Jakarta Undercover 4 in 1 ini merupakan rangkuman dari tiga buku sebelumnya ditambah revisi dan update terbaru yang diberikan Moammar Emka. Well, bukan rangkuman juga sih, tapi cerita yang terpilih. Dan jujur, saya masih mengharapkan bisa memilki tiga jilid Jakarta Undercover sebelumnya. Nggak puas aja cuma punya satu padahal dari sejak SMP saya udah ngiler kepingin baca ini. 


Oke, jadi bisa dilihat dari daftar isinya, judulnya saja sudah gila. Selama empat-lima hari saya baca ini, setiap tutup buku--saya ulangi, setiap tutup buku saya selalu berdecak tak percaya dan benar-benar mengeluarkan kata, "gila lo, gila, gila, gila," dan menuding ke arah kaver berwarna merah menyala ini. Saya nggak bisa tahan aja perasaan overwhelming ketika baca hasil observasi Moammar Emka yang sangat mendalam itu di buku ini. 

Yang paling membuat saya 'kehilangan akal sehat'--nggak tepat sih ungkapnnya tapi kira-kira begitu lah keadaan saya waktu baca bagian underground nude party dan topless party. Maaf ya spoiler, tapi beneran deh, nggak bayangin aja saya ada sebuah pesta yang lokasinya di bawah tanah--semacam private club begitu dan syarat untuk mengikutinya adalah telanjang bulat. Tidak laki-laki tidak perempuan. Maaf saya harus ngomong what the fuck. Nggak pernah terpikir aja gitu ada pesta kayak gini. Di Indonesia pula. Edan banget kan, ya? Yang topless party nggak begitu hardcore lah jika dibanding yang nude party itu. Yang satu itu syarat bisa ikut party adalah membuka salah satu pakaian. Entah atasan atau bawahan. 

Saya masih bisa bayangin lah kalau yang satu ini. Tapi tetep aja ini gila. 
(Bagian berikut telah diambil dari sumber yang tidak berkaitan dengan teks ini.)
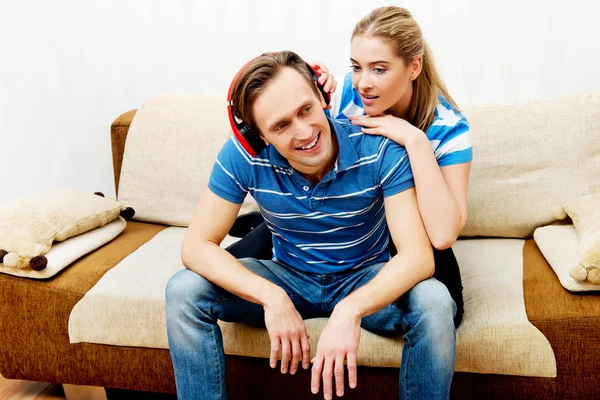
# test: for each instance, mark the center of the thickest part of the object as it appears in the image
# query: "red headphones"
(248, 137)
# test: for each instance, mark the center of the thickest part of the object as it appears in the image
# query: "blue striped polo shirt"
(333, 226)
(449, 134)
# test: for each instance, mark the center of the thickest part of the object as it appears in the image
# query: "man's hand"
(338, 343)
(288, 334)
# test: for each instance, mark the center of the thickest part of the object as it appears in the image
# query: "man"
(331, 197)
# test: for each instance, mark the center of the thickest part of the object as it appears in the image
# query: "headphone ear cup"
(326, 96)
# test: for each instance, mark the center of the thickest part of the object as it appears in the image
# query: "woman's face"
(381, 78)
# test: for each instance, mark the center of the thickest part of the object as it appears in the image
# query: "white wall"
(68, 68)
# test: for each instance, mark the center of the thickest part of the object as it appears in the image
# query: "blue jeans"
(423, 316)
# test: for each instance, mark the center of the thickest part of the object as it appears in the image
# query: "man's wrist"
(274, 295)
(350, 309)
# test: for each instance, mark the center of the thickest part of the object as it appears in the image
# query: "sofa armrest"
(118, 136)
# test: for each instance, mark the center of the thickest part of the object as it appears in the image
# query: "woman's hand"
(325, 78)
(393, 128)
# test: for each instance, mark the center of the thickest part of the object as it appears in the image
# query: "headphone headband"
(248, 137)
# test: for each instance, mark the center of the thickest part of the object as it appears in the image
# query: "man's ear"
(321, 98)
(416, 67)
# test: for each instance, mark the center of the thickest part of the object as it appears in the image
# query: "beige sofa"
(101, 321)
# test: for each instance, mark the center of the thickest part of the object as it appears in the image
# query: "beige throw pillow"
(29, 225)
(585, 214)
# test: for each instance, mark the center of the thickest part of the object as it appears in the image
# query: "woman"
(394, 90)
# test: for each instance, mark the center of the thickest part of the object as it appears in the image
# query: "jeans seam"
(220, 378)
(407, 347)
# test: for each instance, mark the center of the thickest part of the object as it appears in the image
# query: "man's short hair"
(257, 74)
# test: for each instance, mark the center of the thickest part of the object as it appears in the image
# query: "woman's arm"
(441, 192)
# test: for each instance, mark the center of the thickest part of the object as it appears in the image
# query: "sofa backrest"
(171, 145)
(528, 158)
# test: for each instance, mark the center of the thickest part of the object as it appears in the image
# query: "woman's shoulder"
(345, 102)
(447, 118)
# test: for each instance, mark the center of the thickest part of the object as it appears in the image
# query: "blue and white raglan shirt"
(333, 226)
(449, 134)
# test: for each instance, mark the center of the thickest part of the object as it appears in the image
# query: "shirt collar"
(346, 153)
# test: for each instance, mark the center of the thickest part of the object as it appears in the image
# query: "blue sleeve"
(230, 176)
(395, 174)
(348, 103)
(450, 136)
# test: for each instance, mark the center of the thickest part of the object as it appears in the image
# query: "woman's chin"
(372, 109)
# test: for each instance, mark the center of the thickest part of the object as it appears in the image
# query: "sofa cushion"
(170, 150)
(127, 308)
(529, 157)
(560, 246)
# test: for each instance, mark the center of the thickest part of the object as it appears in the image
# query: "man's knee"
(431, 300)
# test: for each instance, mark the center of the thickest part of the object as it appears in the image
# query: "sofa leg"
(77, 392)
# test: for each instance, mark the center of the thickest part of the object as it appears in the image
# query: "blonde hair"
(397, 27)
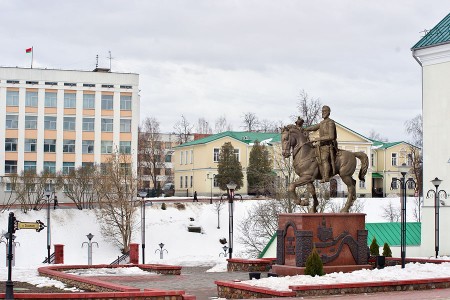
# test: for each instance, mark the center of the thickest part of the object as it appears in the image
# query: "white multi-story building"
(58, 120)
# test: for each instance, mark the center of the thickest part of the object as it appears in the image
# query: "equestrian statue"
(320, 159)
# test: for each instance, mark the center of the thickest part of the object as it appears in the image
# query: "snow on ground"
(70, 227)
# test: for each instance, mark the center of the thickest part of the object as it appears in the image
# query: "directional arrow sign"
(38, 225)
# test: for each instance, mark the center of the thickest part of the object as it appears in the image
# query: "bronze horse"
(294, 140)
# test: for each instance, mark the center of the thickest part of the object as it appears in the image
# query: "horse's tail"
(364, 164)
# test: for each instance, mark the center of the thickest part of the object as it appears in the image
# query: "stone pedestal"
(340, 239)
(59, 253)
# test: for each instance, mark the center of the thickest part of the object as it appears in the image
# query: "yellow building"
(195, 163)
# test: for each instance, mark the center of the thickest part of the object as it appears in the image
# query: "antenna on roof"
(425, 31)
(110, 58)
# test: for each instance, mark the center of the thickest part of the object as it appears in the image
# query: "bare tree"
(183, 129)
(203, 126)
(150, 153)
(222, 125)
(116, 191)
(391, 213)
(373, 135)
(414, 128)
(250, 121)
(28, 189)
(78, 186)
(309, 108)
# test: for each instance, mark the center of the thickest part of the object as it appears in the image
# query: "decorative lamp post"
(90, 243)
(403, 169)
(142, 194)
(225, 249)
(231, 187)
(48, 194)
(437, 194)
(161, 250)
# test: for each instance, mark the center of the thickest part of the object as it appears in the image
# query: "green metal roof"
(390, 233)
(440, 34)
(243, 136)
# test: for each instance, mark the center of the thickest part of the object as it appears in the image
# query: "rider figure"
(327, 143)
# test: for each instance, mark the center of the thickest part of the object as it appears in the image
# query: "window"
(70, 100)
(10, 144)
(107, 125)
(125, 147)
(50, 167)
(49, 145)
(409, 159)
(88, 124)
(68, 167)
(394, 183)
(12, 98)
(216, 154)
(125, 125)
(50, 123)
(30, 145)
(11, 166)
(31, 99)
(126, 168)
(394, 159)
(50, 99)
(87, 147)
(107, 147)
(30, 122)
(69, 123)
(362, 184)
(12, 121)
(125, 102)
(107, 102)
(29, 166)
(69, 146)
(88, 101)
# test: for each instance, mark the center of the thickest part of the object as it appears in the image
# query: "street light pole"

Membaca buku ini membuat saya tak lagi terlalu polos ketika melihat sebuah Pajero atau mobil mewah lainnya melintas di jalanan Jakarta pada malam hari. Jika dulu saya menganggapnya itu adalah orang yang mau berangkat clubbing, atau pulang lembur dari kantor, atau apa lah hal-hal 'normal' lainnya. Sekarang? Saya nggak bisa menghapus cerita Pajero Goyang itu begitu saja dari otak. Dan yang pasti ketika suatu hari saya akhirnya memutuskan untuk menikah, saya akan tanya pendapat calon pasangan saya tentang jajanan seks seperti ini.  

Jadi seperti yang tertulis pada kalimat pertama buku ini:


Dan sejak saya baca buku Eleven Minutes, saya cenderung ingin industri 'gelap' seperti ini justru dilegalkan. Dibuat peraturan yang jelas. Teman-teman saya agak nggak setuju dengan hal ini, saya nggak bisa maksa mereka untuk setuju juga. Hal ini memang masih terlalu tabu untuk dilegalkan. Tapi saya kok yakin bakal banyak pengaruh positifnya nggak untuk negara saja, tapi untuk kesehatan, keamanan, dan lainnya. Saya masih perlu banyak research tentang ini. Aspek yang perlu dikaji banyak sekali. Nanti kalau saya sudah punya jawabannya, pastinya akan saya tuangkan di blog ini.